Our approach is novel in that we don’t merely have student learners play a game; rather, we have them participate in the design and development of the game. This meta approach is central to the success of our project. We believe this collaboration motivates students more than merely getting to “play games” in the classroom. Beyond involving students in designing video games, it is essential to foster a sense of collaboration to enhance learning. As done by Bououd (2012), we require students to collaborate in their game play and design to ensure deeper, collaborative learning occurs throughout the design and development processes. Whereas Bououd emphasizes the idea of collaborative gameplay as enhancing learning, we believe this approach is also applicable at a meta level. Students learn how to design by “playing” the course as well.
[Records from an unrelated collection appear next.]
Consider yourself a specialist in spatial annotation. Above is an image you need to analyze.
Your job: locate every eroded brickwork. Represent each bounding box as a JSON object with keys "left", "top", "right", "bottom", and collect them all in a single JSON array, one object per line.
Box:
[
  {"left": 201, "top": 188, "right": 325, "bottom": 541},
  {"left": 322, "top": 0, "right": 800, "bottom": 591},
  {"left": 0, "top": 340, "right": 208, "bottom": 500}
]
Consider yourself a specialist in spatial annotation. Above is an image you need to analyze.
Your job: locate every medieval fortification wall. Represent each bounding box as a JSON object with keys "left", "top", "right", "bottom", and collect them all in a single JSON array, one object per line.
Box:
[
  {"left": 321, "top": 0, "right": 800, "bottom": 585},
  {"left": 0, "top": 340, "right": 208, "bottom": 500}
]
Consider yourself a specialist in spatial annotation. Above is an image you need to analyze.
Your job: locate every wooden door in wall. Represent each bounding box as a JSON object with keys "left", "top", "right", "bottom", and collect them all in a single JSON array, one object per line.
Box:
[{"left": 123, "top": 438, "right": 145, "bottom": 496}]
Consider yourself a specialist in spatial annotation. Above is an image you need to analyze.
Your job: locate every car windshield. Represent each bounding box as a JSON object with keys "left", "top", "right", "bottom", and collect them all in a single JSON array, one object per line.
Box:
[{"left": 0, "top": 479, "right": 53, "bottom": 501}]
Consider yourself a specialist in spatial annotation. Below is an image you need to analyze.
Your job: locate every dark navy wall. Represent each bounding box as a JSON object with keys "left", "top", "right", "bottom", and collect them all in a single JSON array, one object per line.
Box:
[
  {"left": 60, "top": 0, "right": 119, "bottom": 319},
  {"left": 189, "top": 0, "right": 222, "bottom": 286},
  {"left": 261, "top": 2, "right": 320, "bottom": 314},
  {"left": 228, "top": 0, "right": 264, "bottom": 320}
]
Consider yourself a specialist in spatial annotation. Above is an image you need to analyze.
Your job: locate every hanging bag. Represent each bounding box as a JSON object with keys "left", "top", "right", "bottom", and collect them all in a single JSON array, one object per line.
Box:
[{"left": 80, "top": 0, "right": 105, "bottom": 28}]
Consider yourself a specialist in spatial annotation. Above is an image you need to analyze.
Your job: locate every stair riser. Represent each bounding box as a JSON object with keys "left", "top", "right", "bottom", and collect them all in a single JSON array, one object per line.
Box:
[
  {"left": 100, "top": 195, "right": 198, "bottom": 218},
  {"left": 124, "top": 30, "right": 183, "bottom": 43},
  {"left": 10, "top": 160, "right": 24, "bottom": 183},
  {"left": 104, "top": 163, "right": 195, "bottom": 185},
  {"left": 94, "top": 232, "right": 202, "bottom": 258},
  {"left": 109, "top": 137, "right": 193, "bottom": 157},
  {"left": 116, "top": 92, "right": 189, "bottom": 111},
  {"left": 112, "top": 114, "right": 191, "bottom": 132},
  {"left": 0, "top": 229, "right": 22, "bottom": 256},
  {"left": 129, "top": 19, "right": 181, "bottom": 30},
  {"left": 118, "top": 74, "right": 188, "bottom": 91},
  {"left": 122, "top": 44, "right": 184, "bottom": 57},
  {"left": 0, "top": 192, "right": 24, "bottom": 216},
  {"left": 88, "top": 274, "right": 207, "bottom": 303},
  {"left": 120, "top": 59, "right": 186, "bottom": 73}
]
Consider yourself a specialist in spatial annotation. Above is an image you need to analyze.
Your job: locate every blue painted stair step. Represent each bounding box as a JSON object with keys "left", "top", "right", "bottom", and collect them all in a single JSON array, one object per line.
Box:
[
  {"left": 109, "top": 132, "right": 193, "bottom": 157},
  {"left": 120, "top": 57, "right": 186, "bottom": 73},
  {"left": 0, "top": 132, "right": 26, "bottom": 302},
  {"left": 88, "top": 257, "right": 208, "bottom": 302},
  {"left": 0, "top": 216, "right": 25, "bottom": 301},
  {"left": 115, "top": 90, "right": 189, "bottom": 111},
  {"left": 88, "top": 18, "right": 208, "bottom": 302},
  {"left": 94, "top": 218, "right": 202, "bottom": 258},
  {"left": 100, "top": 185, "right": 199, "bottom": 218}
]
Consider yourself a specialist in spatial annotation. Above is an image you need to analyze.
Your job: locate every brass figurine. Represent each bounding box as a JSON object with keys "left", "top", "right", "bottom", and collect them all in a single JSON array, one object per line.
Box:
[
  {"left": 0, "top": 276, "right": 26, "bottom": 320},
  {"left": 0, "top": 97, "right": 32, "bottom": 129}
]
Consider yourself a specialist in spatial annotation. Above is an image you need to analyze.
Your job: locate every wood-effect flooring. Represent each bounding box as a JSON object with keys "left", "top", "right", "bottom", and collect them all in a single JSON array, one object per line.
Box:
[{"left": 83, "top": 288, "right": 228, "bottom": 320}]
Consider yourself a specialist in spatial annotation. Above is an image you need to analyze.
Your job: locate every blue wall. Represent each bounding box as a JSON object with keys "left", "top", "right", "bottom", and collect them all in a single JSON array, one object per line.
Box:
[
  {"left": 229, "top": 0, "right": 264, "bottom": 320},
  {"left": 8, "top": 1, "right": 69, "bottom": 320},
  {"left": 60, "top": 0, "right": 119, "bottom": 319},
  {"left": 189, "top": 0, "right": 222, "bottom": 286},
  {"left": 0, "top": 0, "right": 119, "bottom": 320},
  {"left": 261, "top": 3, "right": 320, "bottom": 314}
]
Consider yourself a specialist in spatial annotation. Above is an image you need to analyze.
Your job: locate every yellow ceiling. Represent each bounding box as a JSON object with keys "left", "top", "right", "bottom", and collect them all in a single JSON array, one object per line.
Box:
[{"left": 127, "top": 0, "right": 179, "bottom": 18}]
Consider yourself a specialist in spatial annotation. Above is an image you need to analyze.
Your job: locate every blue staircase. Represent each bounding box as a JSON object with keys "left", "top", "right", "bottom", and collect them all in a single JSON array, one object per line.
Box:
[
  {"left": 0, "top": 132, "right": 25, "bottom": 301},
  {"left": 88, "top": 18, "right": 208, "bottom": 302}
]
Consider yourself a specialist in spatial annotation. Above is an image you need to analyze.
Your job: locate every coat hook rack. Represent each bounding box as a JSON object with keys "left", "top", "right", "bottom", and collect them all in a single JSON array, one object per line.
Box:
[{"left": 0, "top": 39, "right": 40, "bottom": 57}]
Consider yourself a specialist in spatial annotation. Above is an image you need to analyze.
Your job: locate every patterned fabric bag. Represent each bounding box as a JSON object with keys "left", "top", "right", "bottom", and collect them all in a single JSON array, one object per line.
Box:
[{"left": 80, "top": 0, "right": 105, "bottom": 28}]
When initially designing the collaboration with the local K-12 schools, we understood that the technology resources available in the school might be a limitation. Our university game development lab is equipped with the latest computing hardware and software, but this is certainly not the case of most K-12 schools, which often struggle to obtain resources. While this seemed a daunting problem to overcome, we found by examining the literature that the limitation of technology resources could actually benefit our proposed collaboration and actually benefit our university students’ learning. With respect to constraints, Stephen Jacobs makes the case that constraining the design and development of games for learning to utilize less powerful computing (and in the case of Jacobs’ work—using the One Laptop Per Child (OLPC) with fairly minimal computational power relative to game systems) can be beneficial for the university student design team (Jacobs, 2010). In addition to having to focus on core game development concepts, students who work in technology-constrained environments are better positioned to work in mobile and web technologies relative to their counterparts who work on and develop for high-end gaming systems.
OUR PROCESS
Similar to a software requirements specification (SRS) document, we utilize a Game Design Document (GDD) for each project (Salazar et al., 2012). This helps the student teams clearly and completely define the scope and intent of the game project without having to worry about implementation details. The GDD and SRS act to define the what of the software system; later, the student teams can define a technical specification document that defines the how—i.e., how the system will be implemented, which specifies the implementation programming language, technical details about algorithms, and specific approaches to enabling the requirements specified in the SRS/GDD.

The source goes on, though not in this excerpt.